Voters say remove licensing restrictions for ex-offenders
A poll of Illinois registered voters finds 76 percent want to remove occupational licensing barriers for ex-offenders.
By Bryant Jackson-Green
Each year, more than 30,000 people are released from Illinois prisons and face the challenge of re-entering society. The surest way for ex-offenders to get their lives back on track – and not return to prison – is to find a good job. One barrier in the way of successful workforce re-entry, however, is the fact that Illinois has 118 occupational and professional licenses that by law can be denied – and in some cases must be denied – to people with criminal records.
A majority of Illinois registered voters oppose these restrictions, as shown by a May 2016 poll the Illinois Policy Institute commissioned. Pollsters surveyed 500 Illinois registered voters about criminal-justice reform issues, including occupational licensing. Pollsters asked respondents:
Illinois has at least 118 business and occupational licenses that by law either must or may be denied to people with criminal records. This includes, for example, occupations such as barber and real estate agent. Once someone has successfully completed their prison sentence and parole, do you think they should be denied these licenses, or should they be granted these licenses if they’re otherwise qualified?
Seventy-six percent of respondents say they should be granted – compared to just 15 percent who disagree.
These majorities hold across party lines as well: 82 percent of Democrats, 68 percent of Republicans and 76 percent of Independents support removing licensing barriers for otherwise qualified former offenders.
Pollsters also asked how support for reforming occupational licensing would factor into a voter’s support for political candidates and found that a plurality would be more likely to vote for candidates who back this reform.
Voters in the black and Hispanic communities are the most likely to vote for candidates who expand opportunities to work, but all demographic groups were more likely to support candidates who favor occupational licensing reform.
Licensing reform is low-hanging fruit in criminal-justice reform but can make a world of difference for many. The easier it is to find work after incarceration, the less likely it is that former offenders will return to crime after release.
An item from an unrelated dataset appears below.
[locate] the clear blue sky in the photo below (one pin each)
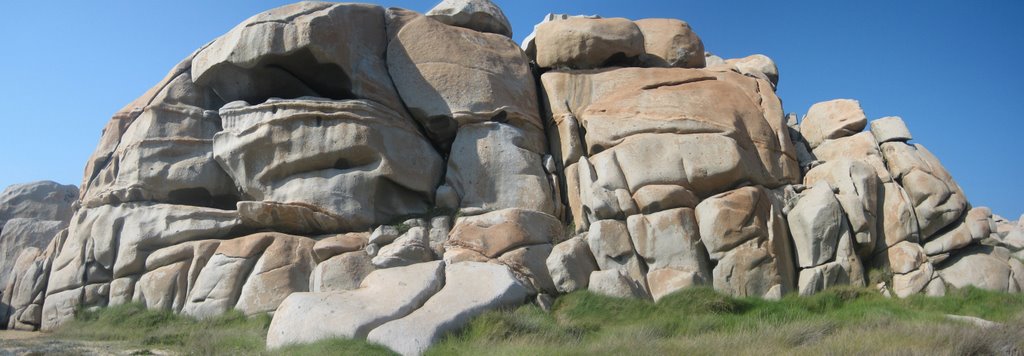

One of the best predictors of success after prison is the ability to find work. Studies by the Urban Institute and the Safer Foundation show that ex-offenders who get jobs after release are less likely to commit crimes in the future and are more likely to be self-sufficient, contributing members of society.
And even if it won’t fully solve the problem of recidivism, marginal improvements can add up over time.
A reduction in recidivism of just 1 percent would save Illinois over $108 million in taxpayer spending, victimization costs and avoided economic losses.
Illinois voters are saying they want big changes in criminal justice. Removing licensing barriers is a small but important way to move the state forward.